M: This is a major challenge, as you can imagine. And there are two main reasons for that, first of all when we are working with patient data it is very important to have solutions which do not compromise patient privacy, so merging multiple datasets together is not an option. Many organisations are reluctant to collaborate because datasets can be a major source of IP and they worry that sharing them will reduce their competitiveness; finding suitable pre-competitive sweet spots for collaborating organisations can be a challenge – but it does happen. However, once an agreement is in place there are more barriers to overcome! Datasets are often hosted in different locations and cannot be merged due to the previously mentioned competition issues or having a variety of different data standards (if any). So we have disparate datasets, in different locations, which cannot be merged.
This is why it is important to use the federated learning approach, which allows data stored in relative isolation to be accessed and combined without merging datasets.
A: Are there any barriers or limitations to this approach?
M: The two main issues are data heterogeneity and privacy concerns. There are significant issues around sharing data with the competition, but also ensuring that proprietary data remains the property of its owners and protects the identity of people in patient or genomic datasets.

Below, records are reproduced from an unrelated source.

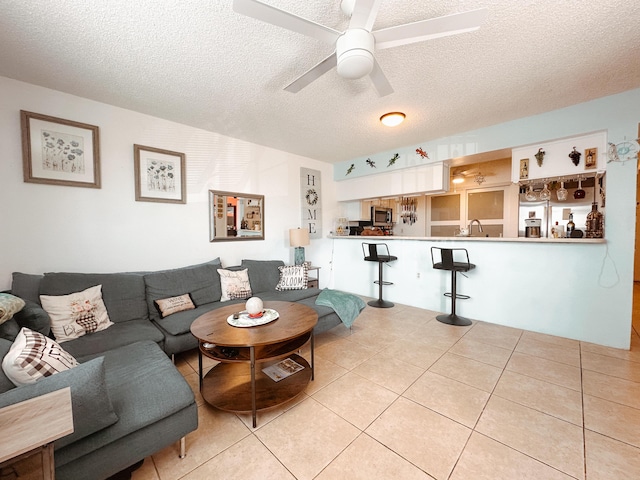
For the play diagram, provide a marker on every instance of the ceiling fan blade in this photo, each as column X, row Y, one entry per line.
column 275, row 16
column 364, row 14
column 313, row 74
column 379, row 80
column 429, row 29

Preventing other entities accessing ‘too much’ data or making malicious attacks to try and mine patient information is a hot topic for several research groups.
A: Can you talk a little about OWKIN’s approach to using datasets and machine learning in drug discovery?

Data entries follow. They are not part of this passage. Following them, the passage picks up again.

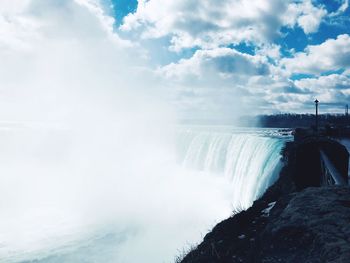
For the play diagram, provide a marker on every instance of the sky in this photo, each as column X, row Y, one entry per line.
column 208, row 59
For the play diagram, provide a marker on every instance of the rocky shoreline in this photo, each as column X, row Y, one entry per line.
column 287, row 224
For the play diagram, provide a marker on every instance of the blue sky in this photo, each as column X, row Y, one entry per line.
column 209, row 58
column 303, row 43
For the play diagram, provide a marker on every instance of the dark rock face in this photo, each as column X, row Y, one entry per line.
column 284, row 225
column 313, row 227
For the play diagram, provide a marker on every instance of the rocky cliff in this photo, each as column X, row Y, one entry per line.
column 287, row 224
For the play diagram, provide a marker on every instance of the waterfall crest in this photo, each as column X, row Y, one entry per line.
column 250, row 161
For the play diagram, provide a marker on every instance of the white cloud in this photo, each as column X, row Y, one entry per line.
column 207, row 23
column 333, row 54
column 305, row 15
column 224, row 61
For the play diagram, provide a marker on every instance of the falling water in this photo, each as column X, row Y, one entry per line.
column 66, row 206
column 248, row 159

M: OWKIN primarily applies machine learning to open problems in medicine, such as helping to characterise heterogeneous patient or cell populations, supporting drug design or performing post hoc analysis on datasets from failed clinical trials, to identify whether any patient subpopulations could still benefit from the drug.

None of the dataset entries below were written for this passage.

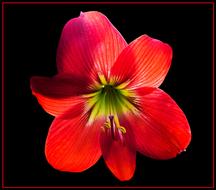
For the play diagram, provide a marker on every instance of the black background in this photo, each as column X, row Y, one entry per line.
column 31, row 34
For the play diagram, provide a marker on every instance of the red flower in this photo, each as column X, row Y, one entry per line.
column 106, row 100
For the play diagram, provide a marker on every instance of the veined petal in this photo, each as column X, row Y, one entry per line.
column 119, row 155
column 59, row 93
column 89, row 44
column 162, row 131
column 144, row 62
column 71, row 145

We work with multiple modalities of data, from electronic patient records – which can include data from blood tests, demographic information and treatment histories – to tumour biopsy histology or radiographic images. OWKIN parses the data and evaluates it for different signals depending on the questions being asked: we could be looking for new markers for response to drugs or identifying prognostic markers for overall patient outcomes, for example.
A: What are the main barriers to harnessing machine learning in drug discovery and development?
M: There’s a real need for connected datasets, and it isn’t locating the data that’s hard, it’s accessing it. There’s also a need for educating front-line physicians about how data shapes the process because if they are not confident in the data supporting a drug’s approval, they’ll be more reluctant to prescribe it. Society also needs to develop the skills and infrastructure to support data culture – to collect, curate, store and maintain data effectively.
A: What impact do you think machine learning will have on the medicine of tomorrow?
M: Improving clinical trial design, specifically by stratifying patients as part of the screening process and incorporating aspects of adaptive clinical trial design to allow for adjustments mid-trial, might improve success rates for drugs. Ideally, clinical trials would be iterative processes, with multiple data modalities collected throughout in a standardised fashion and fed into machine learning analysis to understand the outcomes and improve subsequent trial iterations. The inclusion of real-world data to inform the clinical trial design is something I’d love to delve into more too!